This makes sub-parsers hard to reuse. Next, we will see how to *compose* mini-parsers for sub-values to get bigger parsers for complex values.

To do so, we will generalize the above parser type a little bit, by noting that a (sub-)parser need not (indeed, will not) consume *all* of its input, and so we can simply have the parser return the unconsumed input

`type Parser = String -> (StructuredObject, String) `

Of course, it would be silly to have different types for parsers for different kinds of objects, and so we can make it a parameterized type.

`type Parser a = String -> (a, String) `

One last generalization: the parser could return multiple results, for example, we may want to parse the string

`"2 + 3 + 4"`

either as

`Plus (Plus 2 3) 4`

or as

`Plus 2 (Plus 3 4)`

So, we can have our parsers return a *list* of possible results, where the empty list corresponds to a failure to parse.

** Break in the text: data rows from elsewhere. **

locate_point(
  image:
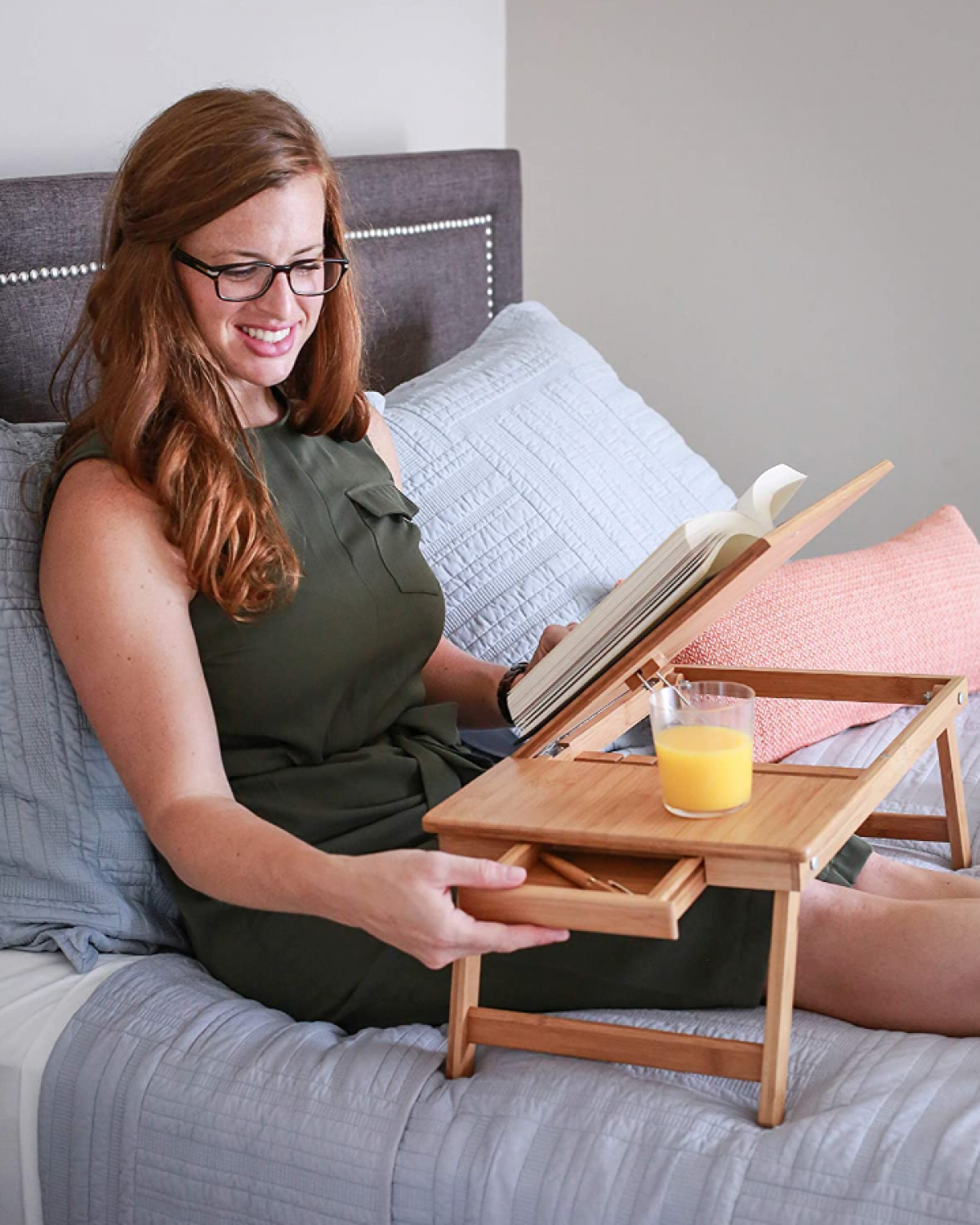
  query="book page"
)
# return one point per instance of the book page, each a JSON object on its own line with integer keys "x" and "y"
{"x": 768, "y": 494}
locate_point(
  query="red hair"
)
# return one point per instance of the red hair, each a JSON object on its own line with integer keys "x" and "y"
{"x": 161, "y": 402}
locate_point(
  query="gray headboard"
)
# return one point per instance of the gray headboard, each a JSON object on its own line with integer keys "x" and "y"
{"x": 436, "y": 238}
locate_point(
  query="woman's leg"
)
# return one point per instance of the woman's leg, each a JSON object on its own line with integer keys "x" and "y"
{"x": 889, "y": 962}
{"x": 889, "y": 879}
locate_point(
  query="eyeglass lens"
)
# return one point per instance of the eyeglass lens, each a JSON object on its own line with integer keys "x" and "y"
{"x": 310, "y": 278}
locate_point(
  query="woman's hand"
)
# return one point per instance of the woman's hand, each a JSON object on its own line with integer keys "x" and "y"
{"x": 403, "y": 898}
{"x": 551, "y": 637}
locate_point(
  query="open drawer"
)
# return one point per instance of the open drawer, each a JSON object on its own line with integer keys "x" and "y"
{"x": 648, "y": 897}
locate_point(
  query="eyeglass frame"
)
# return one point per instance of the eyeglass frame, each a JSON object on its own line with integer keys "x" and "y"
{"x": 216, "y": 270}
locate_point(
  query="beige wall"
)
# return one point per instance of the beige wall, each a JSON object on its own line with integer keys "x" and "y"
{"x": 379, "y": 76}
{"x": 766, "y": 215}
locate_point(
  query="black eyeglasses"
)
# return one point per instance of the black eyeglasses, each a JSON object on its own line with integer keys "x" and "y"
{"x": 243, "y": 282}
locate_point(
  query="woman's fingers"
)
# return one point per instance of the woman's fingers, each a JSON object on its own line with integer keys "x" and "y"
{"x": 480, "y": 874}
{"x": 550, "y": 637}
{"x": 504, "y": 938}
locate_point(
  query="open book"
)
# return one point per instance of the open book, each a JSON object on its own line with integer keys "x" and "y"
{"x": 688, "y": 558}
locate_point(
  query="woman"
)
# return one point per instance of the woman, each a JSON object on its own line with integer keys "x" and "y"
{"x": 234, "y": 583}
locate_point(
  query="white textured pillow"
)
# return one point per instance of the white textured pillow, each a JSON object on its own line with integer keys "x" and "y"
{"x": 541, "y": 478}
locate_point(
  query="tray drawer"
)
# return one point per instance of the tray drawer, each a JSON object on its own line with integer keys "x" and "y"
{"x": 661, "y": 891}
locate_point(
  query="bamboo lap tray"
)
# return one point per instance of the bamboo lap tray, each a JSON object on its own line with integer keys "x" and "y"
{"x": 604, "y": 813}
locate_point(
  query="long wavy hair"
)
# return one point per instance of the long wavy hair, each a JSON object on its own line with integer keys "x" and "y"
{"x": 154, "y": 392}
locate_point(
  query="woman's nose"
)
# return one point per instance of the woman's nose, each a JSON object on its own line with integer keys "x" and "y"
{"x": 279, "y": 296}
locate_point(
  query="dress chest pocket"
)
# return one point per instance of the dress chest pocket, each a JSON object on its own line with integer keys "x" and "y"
{"x": 389, "y": 514}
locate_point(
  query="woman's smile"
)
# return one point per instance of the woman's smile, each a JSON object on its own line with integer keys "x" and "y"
{"x": 266, "y": 342}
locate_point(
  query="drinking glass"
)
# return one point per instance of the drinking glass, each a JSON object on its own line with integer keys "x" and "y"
{"x": 702, "y": 734}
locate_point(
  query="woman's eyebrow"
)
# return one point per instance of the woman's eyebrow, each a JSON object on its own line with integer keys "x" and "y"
{"x": 256, "y": 255}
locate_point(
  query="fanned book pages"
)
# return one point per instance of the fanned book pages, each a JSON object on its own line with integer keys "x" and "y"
{"x": 688, "y": 559}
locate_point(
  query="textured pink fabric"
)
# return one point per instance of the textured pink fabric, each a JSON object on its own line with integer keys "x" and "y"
{"x": 908, "y": 605}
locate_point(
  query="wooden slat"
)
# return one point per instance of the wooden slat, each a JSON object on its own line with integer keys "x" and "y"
{"x": 904, "y": 825}
{"x": 952, "y": 791}
{"x": 806, "y": 771}
{"x": 822, "y": 685}
{"x": 782, "y": 979}
{"x": 891, "y": 764}
{"x": 577, "y": 909}
{"x": 465, "y": 992}
{"x": 679, "y": 876}
{"x": 617, "y": 1044}
{"x": 521, "y": 855}
{"x": 742, "y": 874}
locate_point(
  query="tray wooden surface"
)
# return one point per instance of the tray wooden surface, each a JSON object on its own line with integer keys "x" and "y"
{"x": 619, "y": 808}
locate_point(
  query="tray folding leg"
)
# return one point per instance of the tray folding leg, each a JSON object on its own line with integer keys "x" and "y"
{"x": 782, "y": 980}
{"x": 952, "y": 791}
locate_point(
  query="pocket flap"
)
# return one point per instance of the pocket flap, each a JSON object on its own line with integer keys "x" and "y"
{"x": 382, "y": 499}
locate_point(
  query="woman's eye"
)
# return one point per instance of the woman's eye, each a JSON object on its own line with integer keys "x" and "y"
{"x": 244, "y": 272}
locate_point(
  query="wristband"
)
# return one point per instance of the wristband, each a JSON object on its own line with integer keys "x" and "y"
{"x": 504, "y": 688}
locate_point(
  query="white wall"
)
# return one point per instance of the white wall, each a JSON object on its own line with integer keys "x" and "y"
{"x": 766, "y": 215}
{"x": 377, "y": 76}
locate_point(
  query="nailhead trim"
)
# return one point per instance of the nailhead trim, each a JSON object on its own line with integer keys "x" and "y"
{"x": 487, "y": 220}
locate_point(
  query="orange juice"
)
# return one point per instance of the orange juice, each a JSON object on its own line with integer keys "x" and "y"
{"x": 705, "y": 768}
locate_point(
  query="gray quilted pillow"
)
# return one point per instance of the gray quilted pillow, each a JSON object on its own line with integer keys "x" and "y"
{"x": 78, "y": 871}
{"x": 541, "y": 479}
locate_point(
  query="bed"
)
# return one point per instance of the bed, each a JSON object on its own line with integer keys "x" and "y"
{"x": 139, "y": 1089}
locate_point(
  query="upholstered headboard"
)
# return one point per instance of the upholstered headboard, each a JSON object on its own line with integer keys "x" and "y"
{"x": 436, "y": 238}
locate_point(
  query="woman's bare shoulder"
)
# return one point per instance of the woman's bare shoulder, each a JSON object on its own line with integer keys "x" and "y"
{"x": 100, "y": 517}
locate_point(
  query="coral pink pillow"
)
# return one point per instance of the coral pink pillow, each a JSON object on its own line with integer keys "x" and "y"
{"x": 908, "y": 605}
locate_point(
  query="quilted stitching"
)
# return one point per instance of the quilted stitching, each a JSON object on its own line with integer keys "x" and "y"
{"x": 78, "y": 871}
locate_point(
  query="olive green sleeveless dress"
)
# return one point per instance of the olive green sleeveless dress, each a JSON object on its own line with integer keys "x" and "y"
{"x": 325, "y": 732}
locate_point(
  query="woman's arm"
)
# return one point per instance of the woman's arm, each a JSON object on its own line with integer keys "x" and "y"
{"x": 117, "y": 600}
{"x": 451, "y": 675}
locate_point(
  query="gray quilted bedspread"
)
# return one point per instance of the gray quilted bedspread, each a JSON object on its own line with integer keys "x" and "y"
{"x": 171, "y": 1100}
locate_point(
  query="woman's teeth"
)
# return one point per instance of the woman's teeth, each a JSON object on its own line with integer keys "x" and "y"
{"x": 260, "y": 333}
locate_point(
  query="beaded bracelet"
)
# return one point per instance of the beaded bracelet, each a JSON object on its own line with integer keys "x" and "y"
{"x": 504, "y": 688}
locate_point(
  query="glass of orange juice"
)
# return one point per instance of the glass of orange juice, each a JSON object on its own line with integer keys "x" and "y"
{"x": 702, "y": 734}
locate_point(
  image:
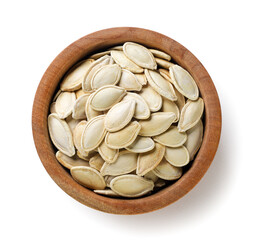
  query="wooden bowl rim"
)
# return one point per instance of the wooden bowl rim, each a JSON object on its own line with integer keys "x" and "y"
{"x": 100, "y": 40}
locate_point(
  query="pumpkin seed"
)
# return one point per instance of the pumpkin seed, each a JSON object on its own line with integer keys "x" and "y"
{"x": 79, "y": 93}
{"x": 99, "y": 55}
{"x": 178, "y": 157}
{"x": 166, "y": 171}
{"x": 77, "y": 137}
{"x": 163, "y": 63}
{"x": 160, "y": 54}
{"x": 152, "y": 98}
{"x": 151, "y": 176}
{"x": 61, "y": 135}
{"x": 106, "y": 75}
{"x": 53, "y": 107}
{"x": 86, "y": 84}
{"x": 69, "y": 162}
{"x": 72, "y": 123}
{"x": 124, "y": 137}
{"x": 194, "y": 139}
{"x": 107, "y": 192}
{"x": 96, "y": 162}
{"x": 141, "y": 109}
{"x": 79, "y": 107}
{"x": 125, "y": 163}
{"x": 64, "y": 104}
{"x": 159, "y": 84}
{"x": 129, "y": 81}
{"x": 120, "y": 115}
{"x": 141, "y": 78}
{"x": 125, "y": 62}
{"x": 106, "y": 97}
{"x": 108, "y": 154}
{"x": 74, "y": 78}
{"x": 172, "y": 137}
{"x": 158, "y": 123}
{"x": 191, "y": 113}
{"x": 141, "y": 145}
{"x": 165, "y": 73}
{"x": 140, "y": 55}
{"x": 184, "y": 82}
{"x": 131, "y": 185}
{"x": 149, "y": 160}
{"x": 88, "y": 177}
{"x": 169, "y": 106}
{"x": 89, "y": 111}
{"x": 94, "y": 133}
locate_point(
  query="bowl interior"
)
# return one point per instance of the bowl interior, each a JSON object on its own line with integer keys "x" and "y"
{"x": 99, "y": 41}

`type Parser a = String -> [(a, String)]`

As the last step, we will wrap this type definition up in a `newtype`

, which is like a datatype that has only one constructor. This will make sure that we keep parsers distinct from other values of this type (and will allow us to make class instances).

`newtype Parser a = P (String -> [(a, String)])`

The above is simply the parser, which we will build up compositionally. The actual parsing is done when we use the parser and apply it to the input stream.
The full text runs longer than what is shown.